It’s a long way from Bath to Manchester. Four hours by car, give or take, through rain, through wind, through tailbacks, through contraflows.
It’s a journey made no less arduous by the realisation that Costa Coffee have detected your imminent arrival from their armoured watchtower at Stafford services, and have adjusted their prices accordingly.
Four coffees and a couple of buns for 17 quid? They must indeed have seen us coming.
And even with an excellent driver, there’s the daunting prospect of the long ride back after a two-hour stay.
However, go we must. Four regulars from the St James Wine Vaults quiz night have – shall we say? – “volunteered” to audition for BBC2’s Eggheads, and landlord Neil has taken the wheel to ferry three of us Oop North for our date with destiny.
The Eggheads, as you may know, are hyper-brainy people who’ve already won various TV and radio quizzes. They get set up in a quiz challenge against teams of punters who want to recoup their licence fees with the prize money.
But before you can get on the show, you have to audition. Hence our Mancunian adventure.
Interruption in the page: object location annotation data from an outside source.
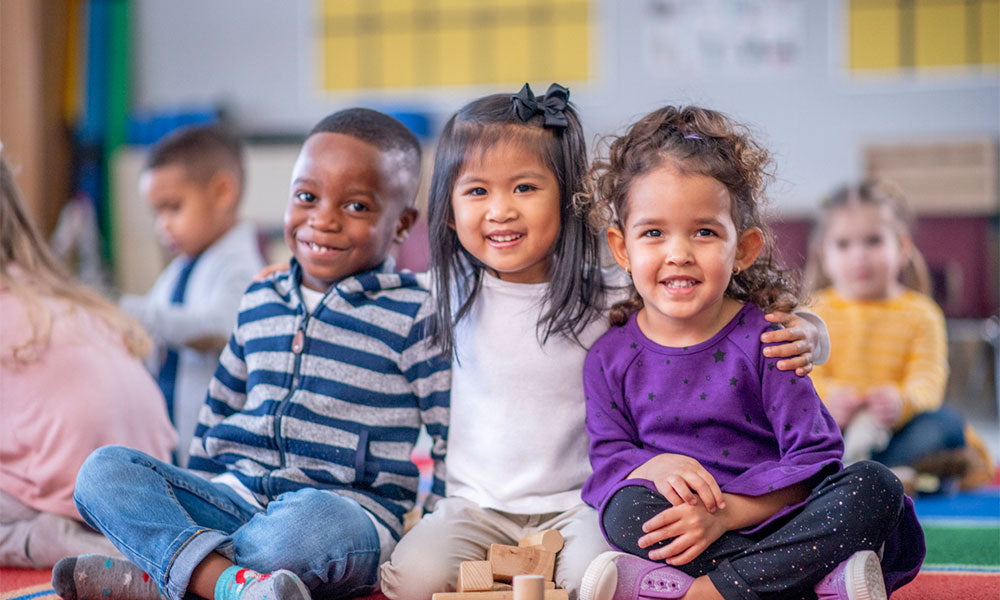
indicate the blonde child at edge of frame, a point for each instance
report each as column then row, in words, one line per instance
column 71, row 381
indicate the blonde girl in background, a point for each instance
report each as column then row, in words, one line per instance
column 71, row 381
column 886, row 377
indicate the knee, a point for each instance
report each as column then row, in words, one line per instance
column 415, row 574
column 105, row 464
column 624, row 513
column 322, row 523
column 875, row 481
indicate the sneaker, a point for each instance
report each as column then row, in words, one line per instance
column 863, row 437
column 620, row 576
column 857, row 578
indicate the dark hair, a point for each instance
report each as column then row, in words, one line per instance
column 873, row 192
column 379, row 130
column 203, row 151
column 575, row 290
column 705, row 142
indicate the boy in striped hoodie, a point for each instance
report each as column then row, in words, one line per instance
column 300, row 469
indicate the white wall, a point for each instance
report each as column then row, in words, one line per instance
column 255, row 56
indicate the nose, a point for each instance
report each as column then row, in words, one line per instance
column 678, row 251
column 325, row 216
column 501, row 208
In the moments when pub quizzer Jamie isn’t having last night’s winnings extracted from him to pay for the coffees, the journey up (sorry, oop) is punctuated with brain-sharpening multiple-choice questions from Neil’s official Big Book of Knowledge.
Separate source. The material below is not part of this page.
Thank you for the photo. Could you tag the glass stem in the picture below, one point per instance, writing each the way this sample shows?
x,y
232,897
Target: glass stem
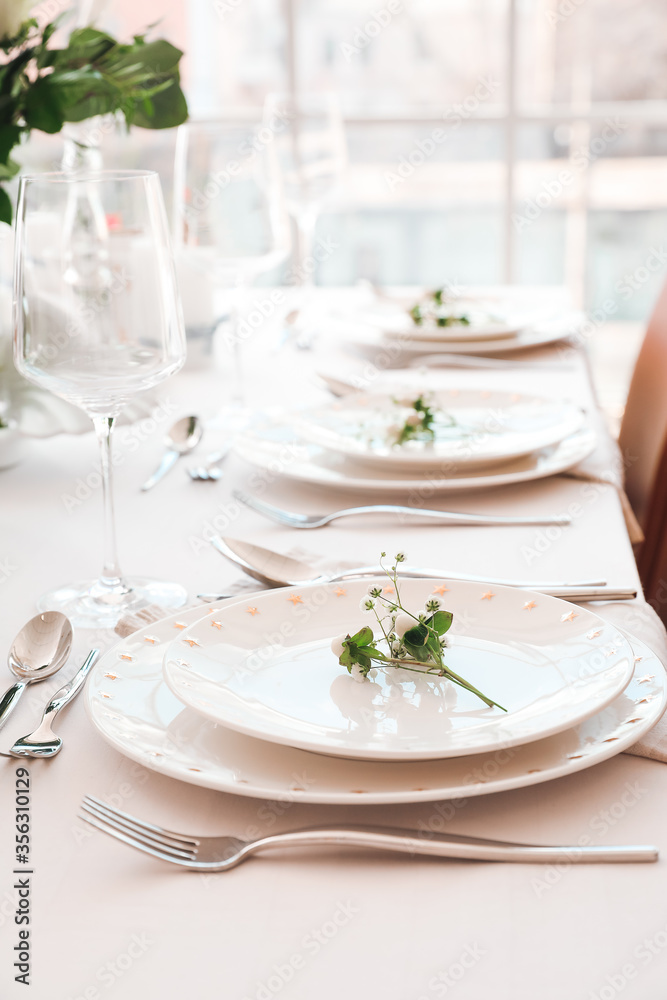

Do you know what a Glagolitic Mass is? Or who won the Grand National in 1911? Us neither. Which doesn’t bode well.
After a slight contretemps with a John-Cleese-themed sat-nav system which is only interested in taking us back to Bath, not away from it, we arrive in Manchester, where contrary to popular belief it doesn’t rain all the time.
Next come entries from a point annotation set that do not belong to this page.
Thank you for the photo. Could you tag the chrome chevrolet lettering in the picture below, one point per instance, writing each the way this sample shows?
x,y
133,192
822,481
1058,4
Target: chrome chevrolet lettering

The auditions themselves take place in the Palace Hotel, a Grade II Victorian red-brick extravaganza built as the headquarters of Refuge Assurance and whose corridors, all green and white tile, remind one a little of the sort of school where the masters wear mortarboards and the cane still swishes. Molesworth would have felt right at home.
The auditions, by contrast, are a jolly affair. Two young BBC folk cajole us and four other teams into pretending that we’re really playing Eggheads, we make a reasonable stab at proving our telegenicity (it’s great having your own column, you can make up whatever words you like), and even if the head-to-head, brain-to-brain bit is a bit nerve-wracking, we come out feeling fairly confident of success.
For now, though, we must wait. Our audition tapes and notes go to the Big Important Producer, and if they like us then we could be off again, this time to Bonnie Scotland, for our stab at fame and fortune.
If we don't get on the show, they don't come back to us. Which should save a bit for the licence payers.
Will we, won't we? Watch this space.